The discovery that the lords of Berne blamed them in the affair of the confession was a very heavy blow to the reformers. If that powerful city should unite with the party of the opposition, the Reformation would be in great danger. They were not long in finding that their fears were not unfounded. The Bernese, who intended to act as if they had the superintendence of the Church of Geneva, wrote to Farel and Calvin—‘It has come to our knowledge that you, Calvin, have written to certain Frenchmen at Basel that your confession has been approved by our congregation, and that our preachers have ratified it, which will not be proven (ne constera pas). On the contrary, it is you and Farel who have been consenting parties to sign our confession made at Basel, and to hold to it. We are amazed that you should attempt to contravene it. We pray you to desist from the attempt, otherwise we shall be compelled to have resource to other remedies.’[549]

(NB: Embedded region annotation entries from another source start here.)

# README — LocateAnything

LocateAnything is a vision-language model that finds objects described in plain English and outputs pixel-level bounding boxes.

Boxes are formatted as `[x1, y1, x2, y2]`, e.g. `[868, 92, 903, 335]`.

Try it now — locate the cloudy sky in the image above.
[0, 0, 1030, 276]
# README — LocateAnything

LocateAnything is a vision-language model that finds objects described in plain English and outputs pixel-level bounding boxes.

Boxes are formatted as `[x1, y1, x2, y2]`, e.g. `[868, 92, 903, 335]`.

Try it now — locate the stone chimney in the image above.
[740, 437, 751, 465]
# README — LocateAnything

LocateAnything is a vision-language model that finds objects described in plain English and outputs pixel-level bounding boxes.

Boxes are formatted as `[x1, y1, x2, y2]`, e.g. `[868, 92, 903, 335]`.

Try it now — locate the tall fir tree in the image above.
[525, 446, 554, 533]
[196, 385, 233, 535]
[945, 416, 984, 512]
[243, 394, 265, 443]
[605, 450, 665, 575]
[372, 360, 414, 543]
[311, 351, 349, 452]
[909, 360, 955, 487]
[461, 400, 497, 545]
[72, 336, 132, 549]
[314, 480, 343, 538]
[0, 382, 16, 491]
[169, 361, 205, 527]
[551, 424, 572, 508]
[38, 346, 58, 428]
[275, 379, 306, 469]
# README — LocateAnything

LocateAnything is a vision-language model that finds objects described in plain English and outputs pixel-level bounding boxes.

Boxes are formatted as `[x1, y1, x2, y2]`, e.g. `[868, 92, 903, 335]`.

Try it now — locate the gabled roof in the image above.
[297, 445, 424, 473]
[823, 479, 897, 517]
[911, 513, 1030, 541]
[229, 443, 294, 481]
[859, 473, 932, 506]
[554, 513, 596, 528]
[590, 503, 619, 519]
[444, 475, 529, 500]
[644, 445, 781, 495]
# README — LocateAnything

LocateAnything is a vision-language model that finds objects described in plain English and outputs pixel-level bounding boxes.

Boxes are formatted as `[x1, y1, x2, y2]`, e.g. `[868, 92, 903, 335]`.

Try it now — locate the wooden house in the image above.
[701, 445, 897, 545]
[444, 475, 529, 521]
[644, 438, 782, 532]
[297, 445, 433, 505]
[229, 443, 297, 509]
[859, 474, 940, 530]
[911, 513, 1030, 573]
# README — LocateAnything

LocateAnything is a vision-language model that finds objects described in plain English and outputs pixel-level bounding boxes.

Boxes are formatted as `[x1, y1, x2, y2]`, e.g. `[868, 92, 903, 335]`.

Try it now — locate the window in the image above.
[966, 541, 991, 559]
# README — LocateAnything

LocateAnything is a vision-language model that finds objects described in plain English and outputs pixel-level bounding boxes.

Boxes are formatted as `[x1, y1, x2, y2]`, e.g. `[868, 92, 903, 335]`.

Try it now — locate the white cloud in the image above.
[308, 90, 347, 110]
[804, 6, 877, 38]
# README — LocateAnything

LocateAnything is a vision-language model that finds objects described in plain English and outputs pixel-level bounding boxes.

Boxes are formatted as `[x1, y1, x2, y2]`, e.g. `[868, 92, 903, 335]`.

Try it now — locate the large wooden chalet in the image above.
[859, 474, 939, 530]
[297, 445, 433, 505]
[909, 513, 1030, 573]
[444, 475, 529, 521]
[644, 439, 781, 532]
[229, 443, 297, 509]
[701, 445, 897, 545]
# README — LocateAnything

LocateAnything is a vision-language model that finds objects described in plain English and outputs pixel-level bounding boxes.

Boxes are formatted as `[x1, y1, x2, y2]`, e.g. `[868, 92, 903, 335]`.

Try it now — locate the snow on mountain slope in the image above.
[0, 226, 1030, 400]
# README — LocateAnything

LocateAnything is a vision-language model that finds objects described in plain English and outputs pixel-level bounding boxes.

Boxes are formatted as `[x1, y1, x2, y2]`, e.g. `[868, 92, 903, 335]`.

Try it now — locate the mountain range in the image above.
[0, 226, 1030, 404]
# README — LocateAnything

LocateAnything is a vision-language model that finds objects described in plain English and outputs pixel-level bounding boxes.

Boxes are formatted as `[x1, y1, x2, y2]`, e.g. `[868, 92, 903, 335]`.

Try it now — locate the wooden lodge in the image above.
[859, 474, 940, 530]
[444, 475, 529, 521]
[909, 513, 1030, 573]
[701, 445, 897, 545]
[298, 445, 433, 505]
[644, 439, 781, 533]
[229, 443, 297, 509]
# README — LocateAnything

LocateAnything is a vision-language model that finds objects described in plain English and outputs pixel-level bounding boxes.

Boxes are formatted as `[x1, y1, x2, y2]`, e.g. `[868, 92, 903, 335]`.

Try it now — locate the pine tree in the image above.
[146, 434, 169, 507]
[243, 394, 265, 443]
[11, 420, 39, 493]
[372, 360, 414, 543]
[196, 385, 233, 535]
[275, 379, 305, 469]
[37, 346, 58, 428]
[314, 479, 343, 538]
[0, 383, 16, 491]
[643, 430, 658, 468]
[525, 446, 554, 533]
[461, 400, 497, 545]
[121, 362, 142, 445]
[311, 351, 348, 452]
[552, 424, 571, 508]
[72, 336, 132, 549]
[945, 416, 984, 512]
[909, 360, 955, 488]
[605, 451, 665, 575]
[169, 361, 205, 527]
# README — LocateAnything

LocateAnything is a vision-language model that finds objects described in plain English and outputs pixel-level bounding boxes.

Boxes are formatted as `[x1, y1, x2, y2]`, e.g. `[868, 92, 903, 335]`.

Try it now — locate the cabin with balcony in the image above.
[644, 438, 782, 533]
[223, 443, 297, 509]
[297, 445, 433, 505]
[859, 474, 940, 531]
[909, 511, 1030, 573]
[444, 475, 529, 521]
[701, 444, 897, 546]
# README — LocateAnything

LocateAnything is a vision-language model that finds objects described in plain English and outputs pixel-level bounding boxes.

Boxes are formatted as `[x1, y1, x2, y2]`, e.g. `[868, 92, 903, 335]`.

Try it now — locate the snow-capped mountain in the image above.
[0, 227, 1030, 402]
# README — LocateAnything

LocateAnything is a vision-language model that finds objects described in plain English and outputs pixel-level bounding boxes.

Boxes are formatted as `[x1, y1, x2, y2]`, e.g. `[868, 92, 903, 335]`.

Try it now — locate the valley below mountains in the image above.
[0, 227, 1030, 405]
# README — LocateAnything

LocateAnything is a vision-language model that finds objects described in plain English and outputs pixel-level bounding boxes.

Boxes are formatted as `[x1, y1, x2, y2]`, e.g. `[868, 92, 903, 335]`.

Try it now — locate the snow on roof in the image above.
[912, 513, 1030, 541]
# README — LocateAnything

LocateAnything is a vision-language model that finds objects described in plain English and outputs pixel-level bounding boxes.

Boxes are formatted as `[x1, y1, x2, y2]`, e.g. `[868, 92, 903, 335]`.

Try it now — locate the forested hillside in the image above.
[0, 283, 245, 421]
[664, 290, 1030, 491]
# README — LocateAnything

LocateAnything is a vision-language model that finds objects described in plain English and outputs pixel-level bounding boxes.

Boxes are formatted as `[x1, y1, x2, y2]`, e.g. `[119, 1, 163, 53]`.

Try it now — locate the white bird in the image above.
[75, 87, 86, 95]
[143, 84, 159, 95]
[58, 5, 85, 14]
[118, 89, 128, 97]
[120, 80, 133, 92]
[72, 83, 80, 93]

It was supposed at Berne that the two confessions differed, while in fact they were fundamentally the same; and the lords of that city believed that if Geneva had a confession of her own, their ascendancy would be risked. That young Frenchman, who had arrived only the year before, had a soul, as they thought, too independent. He was ready to break the ties which bound Geneva to the Swiss Churches. Calvin saw how matters stood. He felt that it was necessary to enlighten the Bernese about the confession of Geneva, and therefore set out immediately with Farel for Berne. The two reformers represented to the council that the confession which they had prepared, so far from making them perjurers, confirmed the confession of Basel. At the same time they presented it to the Bernese senate. That body had it examined, and it was pronounced to be very good. ‘We are going to send ambassadors,’ said the Bernese lords, ‘and they will declare to your general council that the words spoken by our deputies were not uttered in our name.’ The satisfaction made was brilliant. The reformers had gained their cause.[550] They returned to Geneva without delay; and having been received, December 10, in the ordinary council, they communicated to it the happy issue of their journey.[551] But there were at Berne certain persons who desired to see the Church of Geneva placed in subordination to that of Berne. The projected embassy might baffle their schemes, and they resolved to prevent it. For that purpose they did not shrink even from blackening the reformers. They asserted that the Genevese preachers had said in their sermons that all the mischief came from Germany! (that is to say, from German Switzerland, from Berne). The Bernese changed their mind, and wrote to Geneva, ‘that they would not send ambassadors.’[552]